La mémoire immunitaire humorale comporte deux compartiments :
- La mémoire « sérologique » estimée par les taux d’anticorps circulants produits par les « plasmocytes à mémoire ». Ces anticorps permettent de créer une barrière susceptible de prévenir la réinfection.
- La mémoire cellulaire constituée par les « lymphocytes B à mémoire » qui ne sécrètent pas d’anticorps mais peuvent se différencier de manière rapide et massive en plasmocytes pour générer une nouvelle production d’anticorps amplifiée. Ces lymphocytes B à mémoire sont sollicités lorsque la barrière d’anticorps produits par les plasmocytes à mémoire est déficiente ou insuffisante.

Les résultats indiquent que six mois après la dernière injection vaccinale ou après infection, les personnes qui présentent une immunité hybride sont celles qui ont les plus forts taux d'anticorps neutralisants dans le sang.

Au-delà de cette variation quantitative de la mémoire sérologique, les auteurs montrent également que l'immunité hybride induit une modification qualitative de la mémoire cellulaire constituée par les lymphocytes B. Celle-ci se traduit par la multiplication du nombre de certains lymphocytes B à mémoire porteurs de récepteurs permettant leur relocalisation au niveau des muqueuses respiratoires et intestinales. Ce dernier point suggère que l’immunité hybride pourrait conférer une meilleure protection aux sites de pénétration du virus SARS-CoV-2.

"Dans leur ensemble, les résultats de cette étude démontrent la supériorité de l’immunité hybride sur toutes les autres formes d’immunité.
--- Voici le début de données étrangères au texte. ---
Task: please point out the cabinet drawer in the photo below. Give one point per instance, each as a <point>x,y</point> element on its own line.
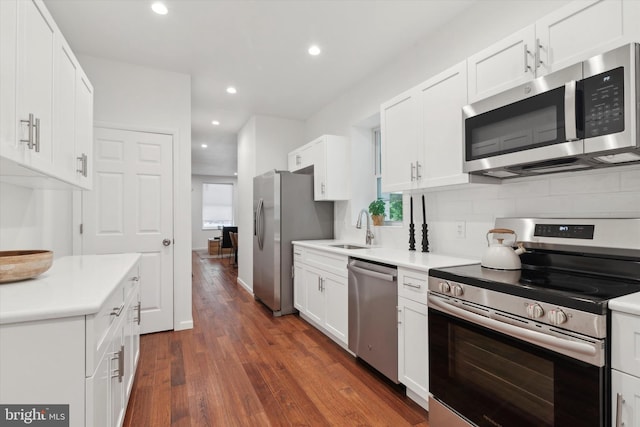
<point>333,263</point>
<point>625,336</point>
<point>298,254</point>
<point>100,325</point>
<point>413,285</point>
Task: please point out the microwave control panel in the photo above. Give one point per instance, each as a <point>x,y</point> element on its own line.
<point>603,97</point>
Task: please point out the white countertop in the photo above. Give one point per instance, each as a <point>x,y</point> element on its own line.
<point>627,304</point>
<point>73,286</point>
<point>400,257</point>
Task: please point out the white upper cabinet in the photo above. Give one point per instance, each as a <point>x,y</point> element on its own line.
<point>569,35</point>
<point>9,146</point>
<point>35,73</point>
<point>46,101</point>
<point>441,100</point>
<point>578,31</point>
<point>422,134</point>
<point>330,156</point>
<point>400,141</point>
<point>505,64</point>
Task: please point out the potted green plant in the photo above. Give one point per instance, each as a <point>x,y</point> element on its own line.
<point>376,209</point>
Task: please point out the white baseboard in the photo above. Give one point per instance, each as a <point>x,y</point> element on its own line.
<point>183,325</point>
<point>245,286</point>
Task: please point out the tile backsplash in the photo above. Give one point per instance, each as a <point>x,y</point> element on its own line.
<point>611,192</point>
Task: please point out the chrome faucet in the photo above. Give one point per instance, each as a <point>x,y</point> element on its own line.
<point>370,235</point>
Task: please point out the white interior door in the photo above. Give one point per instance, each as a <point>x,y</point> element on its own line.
<point>130,210</point>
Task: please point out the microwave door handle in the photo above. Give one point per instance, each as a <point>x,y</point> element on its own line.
<point>514,331</point>
<point>570,128</point>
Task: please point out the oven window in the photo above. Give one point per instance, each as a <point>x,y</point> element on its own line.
<point>509,373</point>
<point>530,123</point>
<point>495,380</point>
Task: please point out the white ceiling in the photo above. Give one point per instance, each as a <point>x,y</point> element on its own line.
<point>258,46</point>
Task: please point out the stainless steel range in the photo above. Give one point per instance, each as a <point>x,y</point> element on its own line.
<point>530,347</point>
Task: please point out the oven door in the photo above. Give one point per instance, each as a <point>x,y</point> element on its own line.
<point>535,122</point>
<point>491,379</point>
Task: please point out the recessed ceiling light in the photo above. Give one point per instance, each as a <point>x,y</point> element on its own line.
<point>159,8</point>
<point>314,50</point>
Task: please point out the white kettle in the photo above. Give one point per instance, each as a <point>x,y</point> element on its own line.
<point>500,256</point>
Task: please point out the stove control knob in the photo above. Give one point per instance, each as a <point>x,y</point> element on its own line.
<point>534,311</point>
<point>457,290</point>
<point>444,287</point>
<point>557,317</point>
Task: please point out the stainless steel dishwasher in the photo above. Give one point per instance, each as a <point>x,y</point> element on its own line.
<point>373,315</point>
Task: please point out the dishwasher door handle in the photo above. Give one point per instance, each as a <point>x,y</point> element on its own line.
<point>377,275</point>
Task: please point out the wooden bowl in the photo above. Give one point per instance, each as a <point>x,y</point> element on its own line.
<point>21,265</point>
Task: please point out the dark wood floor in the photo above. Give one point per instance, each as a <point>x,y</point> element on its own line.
<point>239,366</point>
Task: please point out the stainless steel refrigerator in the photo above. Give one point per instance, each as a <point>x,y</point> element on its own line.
<point>283,211</point>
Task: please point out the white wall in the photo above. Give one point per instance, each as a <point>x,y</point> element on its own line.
<point>199,237</point>
<point>145,99</point>
<point>36,219</point>
<point>263,144</point>
<point>611,192</point>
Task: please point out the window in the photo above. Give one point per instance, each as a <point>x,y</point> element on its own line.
<point>217,205</point>
<point>392,201</point>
Ils soulignent l’importance de continuer à inclure les individus préalablement infectés dans les campagnes de vaccination", explique Thierry Defrance, chercheur Inserm et dernier auteur de l’étude.
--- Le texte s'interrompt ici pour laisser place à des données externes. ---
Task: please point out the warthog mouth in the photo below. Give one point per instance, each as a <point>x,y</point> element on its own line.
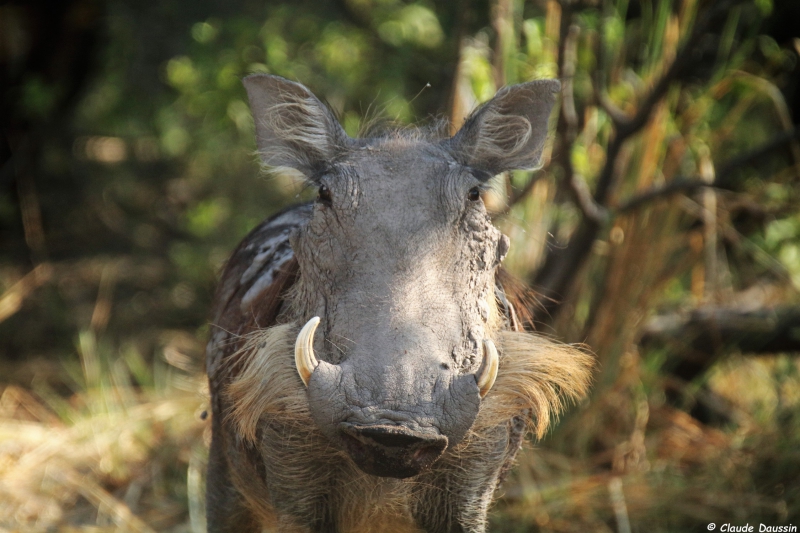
<point>391,451</point>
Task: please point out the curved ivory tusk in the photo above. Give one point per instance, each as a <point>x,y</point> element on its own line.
<point>487,373</point>
<point>304,358</point>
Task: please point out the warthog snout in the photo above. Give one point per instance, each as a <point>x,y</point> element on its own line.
<point>391,451</point>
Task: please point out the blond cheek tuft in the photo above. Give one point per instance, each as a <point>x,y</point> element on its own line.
<point>267,383</point>
<point>535,375</point>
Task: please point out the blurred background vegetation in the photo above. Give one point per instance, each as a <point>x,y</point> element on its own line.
<point>662,232</point>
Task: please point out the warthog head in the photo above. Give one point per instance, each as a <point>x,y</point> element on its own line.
<point>397,268</point>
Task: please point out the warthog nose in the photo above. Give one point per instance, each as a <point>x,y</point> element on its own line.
<point>391,451</point>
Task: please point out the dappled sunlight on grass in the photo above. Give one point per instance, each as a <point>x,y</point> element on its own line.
<point>116,457</point>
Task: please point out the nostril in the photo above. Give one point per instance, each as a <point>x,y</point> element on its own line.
<point>393,451</point>
<point>391,438</point>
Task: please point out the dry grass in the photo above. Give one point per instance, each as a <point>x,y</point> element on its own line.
<point>111,457</point>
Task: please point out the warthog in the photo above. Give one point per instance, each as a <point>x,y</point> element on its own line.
<point>366,367</point>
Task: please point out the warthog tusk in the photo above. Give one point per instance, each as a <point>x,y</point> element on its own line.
<point>487,373</point>
<point>304,358</point>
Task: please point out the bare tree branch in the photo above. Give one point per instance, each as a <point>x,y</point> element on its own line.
<point>696,341</point>
<point>562,266</point>
<point>722,181</point>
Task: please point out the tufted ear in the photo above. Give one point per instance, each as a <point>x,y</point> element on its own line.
<point>508,131</point>
<point>293,128</point>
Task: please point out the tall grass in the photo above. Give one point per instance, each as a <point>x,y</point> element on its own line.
<point>125,452</point>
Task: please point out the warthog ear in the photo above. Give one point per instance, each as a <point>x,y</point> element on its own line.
<point>508,131</point>
<point>293,128</point>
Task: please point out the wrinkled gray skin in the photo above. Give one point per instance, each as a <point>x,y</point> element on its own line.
<point>398,259</point>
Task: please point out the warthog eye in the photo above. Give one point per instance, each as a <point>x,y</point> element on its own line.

"Enfin, cette étude nous rappelle que les taux d’anticorps sériques sont certes un marqueur important de l’immunité, mais ne constituent pas le seul déterminant d’une immunité protectrice. D’autres composantes de la mémoire immunitaire, lymphocytes T mais aussi lymphocytes B à mémoire peuvent induire un rebond de la sécrétion d’anticorps lorsqu’elles sont stimulées par le virus", ajoute Thierry Defrance.

 

Figure
Visualisation en microscopie électronique d’une cellule infectée par le SARS-CoV-2.
©Philippe Roingeard, Anne Bull-Maurer, Sonia Georgeault/Inserm.licence CC-BY-NC 4.0 international

 

Référence : Prior SARS-CoV-2 infection enhances and reshapes spike protein–specific memory induced by vaccination. Veronique Barateau, Loic Peyrot, Carla Saade, Bruno Pozzetto, Karen Brengel-Pesce, Mad-Helenie Elsensohn, Omran Allatif, Nicolas Guibert, Christelle Compagnon, Natacha Mariano, Julie Chaix, Sophia Djebali, Jean-Baptiste Fassier, Bruno Lina, Katia Lefsihane, Maxime Espi, Olivier Thaunat, Jacqueline Marvel, Manuel Rosa-Calatrava, Andres Pizzorno, Delphine Maucort-Boulch, Laetitia Henaff, Mitra Saadatian-Elahi, Philippe Vanhems, Stéphane Paul, Thierry Walzer, Sophie Trouillet-Assant, Thierry Defrance. Science Translational Medicine, 15 mars 2023.